El dúo Mondongo y la fiesta microscópica
Nuevo libro. El dúo de artistas argentinos es el motivo de una extensa publicación, cuyo autor es el escritor mexicano Héctor Olea.
Decía a principios del siglo XX el historiador alemán Abby Warburg que el buen dios está en los detalles, y a la sombra de su proverbio se entregaba a la elocuente observación de la “letra chica” de las pinturas –manos, orejas, pequeños símbolos– para descubrir en ella las claves de sus posteriores interpretaciones. Algo parecido es lo que nos propuso, con un siglo de distancia, el colectivo argentino Mondongo, integrado por Juliana Laffitte y Manuel Mendanha. Muchas veces monumentales, sus obras reclaman ser vistas de cerca, porque en la pequeña materia que las compone reside aquella gracia divina que les confiere todo su sentido. Su apuesta por el detalle y la materia –dos características en baja, en estos vertiginosos e intangibles tiempos virtuales de las pantallas y las estéticas relacionales– es lo que el escritor mexicano Héctor Olea reivindica en el libro que recientemente ha publicado sobre la obra del colectivo, y que se llama, justamente, Mondongo está en el detalle...

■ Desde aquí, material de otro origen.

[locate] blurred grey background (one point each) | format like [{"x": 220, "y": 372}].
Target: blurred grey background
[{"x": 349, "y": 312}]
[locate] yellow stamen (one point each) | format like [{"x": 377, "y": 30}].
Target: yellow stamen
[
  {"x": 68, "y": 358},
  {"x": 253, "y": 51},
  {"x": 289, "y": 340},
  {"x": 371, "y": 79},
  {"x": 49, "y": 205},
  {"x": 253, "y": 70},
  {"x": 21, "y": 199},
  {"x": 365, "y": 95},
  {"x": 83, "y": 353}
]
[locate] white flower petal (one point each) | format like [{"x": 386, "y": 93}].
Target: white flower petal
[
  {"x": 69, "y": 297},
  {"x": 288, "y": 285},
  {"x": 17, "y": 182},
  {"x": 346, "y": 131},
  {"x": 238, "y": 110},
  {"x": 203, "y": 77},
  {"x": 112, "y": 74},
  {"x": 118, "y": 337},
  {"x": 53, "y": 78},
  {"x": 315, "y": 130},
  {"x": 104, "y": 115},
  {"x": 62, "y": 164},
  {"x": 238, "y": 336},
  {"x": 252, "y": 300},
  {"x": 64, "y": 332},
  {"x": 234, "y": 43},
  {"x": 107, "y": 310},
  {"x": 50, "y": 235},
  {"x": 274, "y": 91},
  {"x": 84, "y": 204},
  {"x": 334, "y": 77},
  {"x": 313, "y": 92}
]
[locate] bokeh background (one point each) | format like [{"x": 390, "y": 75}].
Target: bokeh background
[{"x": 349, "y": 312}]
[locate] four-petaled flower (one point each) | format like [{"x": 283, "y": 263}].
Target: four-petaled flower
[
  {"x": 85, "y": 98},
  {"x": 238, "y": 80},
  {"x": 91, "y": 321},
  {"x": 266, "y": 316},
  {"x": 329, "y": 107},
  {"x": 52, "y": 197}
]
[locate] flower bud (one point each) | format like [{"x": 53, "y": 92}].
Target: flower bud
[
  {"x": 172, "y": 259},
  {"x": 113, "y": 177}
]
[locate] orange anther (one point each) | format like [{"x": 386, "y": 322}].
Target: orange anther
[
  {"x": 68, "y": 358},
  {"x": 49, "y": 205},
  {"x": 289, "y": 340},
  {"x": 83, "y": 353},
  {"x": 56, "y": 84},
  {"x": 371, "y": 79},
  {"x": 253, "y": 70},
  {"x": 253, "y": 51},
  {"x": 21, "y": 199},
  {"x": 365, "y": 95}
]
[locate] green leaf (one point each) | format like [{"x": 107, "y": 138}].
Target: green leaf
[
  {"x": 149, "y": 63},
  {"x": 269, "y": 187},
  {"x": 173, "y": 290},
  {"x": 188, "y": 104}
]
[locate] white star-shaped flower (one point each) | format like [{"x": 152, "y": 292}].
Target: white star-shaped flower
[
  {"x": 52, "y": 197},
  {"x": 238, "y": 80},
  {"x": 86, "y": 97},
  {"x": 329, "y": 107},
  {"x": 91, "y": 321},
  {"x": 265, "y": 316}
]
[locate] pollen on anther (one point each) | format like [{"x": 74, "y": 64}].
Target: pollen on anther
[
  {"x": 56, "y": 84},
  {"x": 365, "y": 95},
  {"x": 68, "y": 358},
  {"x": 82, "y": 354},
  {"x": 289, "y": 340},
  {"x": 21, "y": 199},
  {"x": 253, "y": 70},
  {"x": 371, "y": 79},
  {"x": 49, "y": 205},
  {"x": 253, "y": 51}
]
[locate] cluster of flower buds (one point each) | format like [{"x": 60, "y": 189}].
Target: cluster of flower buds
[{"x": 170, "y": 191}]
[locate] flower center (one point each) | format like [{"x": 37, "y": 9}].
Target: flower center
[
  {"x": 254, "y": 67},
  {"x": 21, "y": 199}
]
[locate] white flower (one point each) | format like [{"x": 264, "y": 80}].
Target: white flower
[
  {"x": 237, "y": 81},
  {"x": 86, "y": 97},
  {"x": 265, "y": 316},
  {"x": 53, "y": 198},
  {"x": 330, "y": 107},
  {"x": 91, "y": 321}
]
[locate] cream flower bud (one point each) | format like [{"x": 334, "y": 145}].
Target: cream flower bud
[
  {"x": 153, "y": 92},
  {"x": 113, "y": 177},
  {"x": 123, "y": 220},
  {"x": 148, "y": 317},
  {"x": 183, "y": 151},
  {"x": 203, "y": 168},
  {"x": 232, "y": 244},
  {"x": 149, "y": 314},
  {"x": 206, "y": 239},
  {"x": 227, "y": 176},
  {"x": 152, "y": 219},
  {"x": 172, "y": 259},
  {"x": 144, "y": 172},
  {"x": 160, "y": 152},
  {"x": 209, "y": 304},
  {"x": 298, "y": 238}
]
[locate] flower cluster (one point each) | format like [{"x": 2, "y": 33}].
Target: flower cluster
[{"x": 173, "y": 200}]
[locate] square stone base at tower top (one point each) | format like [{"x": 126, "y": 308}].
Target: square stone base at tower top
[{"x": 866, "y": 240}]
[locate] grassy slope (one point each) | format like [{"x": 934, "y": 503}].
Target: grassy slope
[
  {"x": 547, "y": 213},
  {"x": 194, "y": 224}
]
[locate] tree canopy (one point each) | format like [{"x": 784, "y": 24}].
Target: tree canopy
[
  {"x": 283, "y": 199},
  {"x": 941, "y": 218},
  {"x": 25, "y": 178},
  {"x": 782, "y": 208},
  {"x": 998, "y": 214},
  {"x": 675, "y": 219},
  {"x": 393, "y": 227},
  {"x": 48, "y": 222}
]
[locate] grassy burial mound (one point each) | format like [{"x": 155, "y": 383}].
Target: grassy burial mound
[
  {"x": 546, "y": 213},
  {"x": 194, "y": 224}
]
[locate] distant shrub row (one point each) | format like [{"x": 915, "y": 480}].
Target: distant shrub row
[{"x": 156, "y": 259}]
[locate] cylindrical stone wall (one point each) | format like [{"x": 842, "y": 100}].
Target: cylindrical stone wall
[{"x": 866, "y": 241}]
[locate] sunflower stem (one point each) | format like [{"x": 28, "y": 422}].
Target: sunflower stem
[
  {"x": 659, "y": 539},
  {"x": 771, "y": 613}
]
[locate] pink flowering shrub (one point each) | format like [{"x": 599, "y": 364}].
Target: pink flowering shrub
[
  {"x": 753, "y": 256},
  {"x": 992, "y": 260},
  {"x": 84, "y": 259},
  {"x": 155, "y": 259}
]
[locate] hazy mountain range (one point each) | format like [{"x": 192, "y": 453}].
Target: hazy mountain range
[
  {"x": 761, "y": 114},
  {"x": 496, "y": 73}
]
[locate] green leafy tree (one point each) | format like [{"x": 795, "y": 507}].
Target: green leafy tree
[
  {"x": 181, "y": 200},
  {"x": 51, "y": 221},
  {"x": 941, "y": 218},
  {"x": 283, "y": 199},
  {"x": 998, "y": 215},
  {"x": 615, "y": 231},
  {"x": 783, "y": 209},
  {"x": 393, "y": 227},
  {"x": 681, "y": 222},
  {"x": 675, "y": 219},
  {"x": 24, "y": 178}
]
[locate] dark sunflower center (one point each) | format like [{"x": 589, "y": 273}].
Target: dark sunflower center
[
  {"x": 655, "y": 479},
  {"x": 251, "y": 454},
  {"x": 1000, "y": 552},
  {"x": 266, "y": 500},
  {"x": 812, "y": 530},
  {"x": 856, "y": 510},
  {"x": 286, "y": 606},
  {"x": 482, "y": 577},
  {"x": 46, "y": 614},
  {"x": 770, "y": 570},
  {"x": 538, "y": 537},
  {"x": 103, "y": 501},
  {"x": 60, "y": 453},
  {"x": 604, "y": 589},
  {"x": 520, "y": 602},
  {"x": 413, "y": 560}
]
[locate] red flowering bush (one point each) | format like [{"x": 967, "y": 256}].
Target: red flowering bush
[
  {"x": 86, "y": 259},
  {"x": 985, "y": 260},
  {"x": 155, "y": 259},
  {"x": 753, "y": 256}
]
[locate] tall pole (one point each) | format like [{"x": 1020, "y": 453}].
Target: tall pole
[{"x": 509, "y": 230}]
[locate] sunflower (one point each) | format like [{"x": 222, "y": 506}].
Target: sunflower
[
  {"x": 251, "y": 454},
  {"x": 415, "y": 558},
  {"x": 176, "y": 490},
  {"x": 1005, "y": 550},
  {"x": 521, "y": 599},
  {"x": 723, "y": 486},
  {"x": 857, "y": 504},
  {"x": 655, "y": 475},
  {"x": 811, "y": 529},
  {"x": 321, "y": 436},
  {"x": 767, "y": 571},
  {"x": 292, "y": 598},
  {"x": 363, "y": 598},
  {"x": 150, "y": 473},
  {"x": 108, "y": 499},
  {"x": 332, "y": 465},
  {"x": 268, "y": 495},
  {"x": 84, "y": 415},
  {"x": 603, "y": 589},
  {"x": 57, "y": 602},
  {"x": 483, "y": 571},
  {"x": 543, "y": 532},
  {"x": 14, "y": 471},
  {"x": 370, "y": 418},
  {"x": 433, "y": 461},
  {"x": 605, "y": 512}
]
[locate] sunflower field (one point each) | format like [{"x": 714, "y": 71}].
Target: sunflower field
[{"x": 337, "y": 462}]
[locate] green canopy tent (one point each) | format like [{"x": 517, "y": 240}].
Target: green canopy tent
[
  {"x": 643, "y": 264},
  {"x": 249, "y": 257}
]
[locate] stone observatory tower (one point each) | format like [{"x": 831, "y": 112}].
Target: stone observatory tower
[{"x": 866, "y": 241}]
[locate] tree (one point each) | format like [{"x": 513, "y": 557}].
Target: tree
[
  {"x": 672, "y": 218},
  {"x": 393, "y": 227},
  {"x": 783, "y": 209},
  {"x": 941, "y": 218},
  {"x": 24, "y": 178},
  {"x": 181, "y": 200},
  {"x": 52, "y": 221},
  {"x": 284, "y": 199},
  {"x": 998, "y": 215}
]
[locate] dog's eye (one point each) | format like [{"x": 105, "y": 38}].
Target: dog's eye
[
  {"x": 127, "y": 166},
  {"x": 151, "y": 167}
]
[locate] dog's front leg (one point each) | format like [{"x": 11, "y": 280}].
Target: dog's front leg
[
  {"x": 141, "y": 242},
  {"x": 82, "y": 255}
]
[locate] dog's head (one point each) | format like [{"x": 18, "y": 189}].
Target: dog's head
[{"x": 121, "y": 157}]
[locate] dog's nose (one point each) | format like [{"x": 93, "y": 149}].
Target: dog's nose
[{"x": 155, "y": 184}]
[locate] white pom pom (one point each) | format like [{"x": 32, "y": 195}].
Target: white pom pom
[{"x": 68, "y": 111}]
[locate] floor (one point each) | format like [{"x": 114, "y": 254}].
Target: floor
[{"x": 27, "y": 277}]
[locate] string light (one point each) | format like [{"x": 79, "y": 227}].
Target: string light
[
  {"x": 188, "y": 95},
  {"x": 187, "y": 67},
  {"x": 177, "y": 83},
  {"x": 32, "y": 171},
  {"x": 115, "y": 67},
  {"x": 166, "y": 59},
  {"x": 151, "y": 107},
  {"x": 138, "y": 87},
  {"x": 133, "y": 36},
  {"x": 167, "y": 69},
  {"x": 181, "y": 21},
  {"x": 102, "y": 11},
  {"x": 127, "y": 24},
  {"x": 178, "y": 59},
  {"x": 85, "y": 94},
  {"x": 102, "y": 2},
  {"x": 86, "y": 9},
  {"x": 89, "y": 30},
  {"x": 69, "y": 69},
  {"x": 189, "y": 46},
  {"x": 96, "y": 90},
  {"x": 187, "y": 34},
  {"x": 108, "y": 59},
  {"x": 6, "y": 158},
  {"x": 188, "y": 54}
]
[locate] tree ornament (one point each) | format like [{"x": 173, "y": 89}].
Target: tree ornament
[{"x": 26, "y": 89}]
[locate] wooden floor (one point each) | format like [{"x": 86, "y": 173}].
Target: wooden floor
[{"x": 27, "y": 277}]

Ya desde su cubierta, en la que un cerradísimo plano de uno de los retratos que Mondongo realizó de Fogwill, solo nos permite ver la infinidad de minúsculos hilos de algodón naranja que conforman (deberemos creer a los epígrafes si no conocemos con anterioridad la obra) la nariz y los pómulos del escritor en cuestión, el libro se anticipa como un objeto que busca abordar los casi veinte años de trabajo del grupo desde la afinidad estética y la empatía. Y si el modo en que las letras se disponen en la cubierta (blancas y diagonales sobre la imagen) con sus puntos suspensivos al final del título, se monta, de algún modo (poderoso misterio subliminal del diseño) en esa estética sarcásti- camente kitsch que los artistas supieron construir, también en su escritura, enfática y profusa, el escritor se asume como un apologeta del credo mondonguiano: “Formulo votos de valor –escribe Olea– por un trabajo que sea parámetro de lo que es, implica y significa esa política de sus poiéticas; las cuales, además de girar en sentido contrario a las manecillas del tiempo (o de la Historia), corren en otro sentido que no va a la deriva y se conoce, precisamente, como ‘sentido’”.
Las más de doscientas páginas a todo color que integran el libro recorren el derrotero del trío (que en un principio también integraba Agustina Picasso) devenido dúo, que se hizo famoso por hacer hablar los materiales más inocentes –hilo, pero también monedas, brillantina, y sobre todo plastilina– de la forma más irónica. Para muestras basta un botón (o un espejo): hace algunos años, cuando Juan Carlos, todavía rey de España, le encargó a Mondongo su retrato, el grupo decidió llevarlo a cabo a partir de una infinidad de espejitos de colores, en clara y dulce-amarga alusión a la conquista española del continente americano.
Entre las imágenes de calaveras , los paisajes de las villas, las citas a artistas varios (de Rembrandt a León Ferrari, pasando por Manet y Prilidiano Pueyrredón) y los retratos de Evita, David Cronemberg o Isabel Sarli, el libro intercala un diálogo con ideas de Adorno y Ranciere, y reproduce el ecosistema visual en el que la estética de estos artistas (hijos del posmodernismo de los noventa) ha germinado.
En la intersección de ese ecosistema múltiple e híperpoblado de referencias, con el “taller medieval” –como lo describe Olea, reivindicando el trabajo artesanal y el oficio, como la idea más poderosa con que Mondongo se le planta a la era contemporánea– es que la obra del dúo crece y se despliega.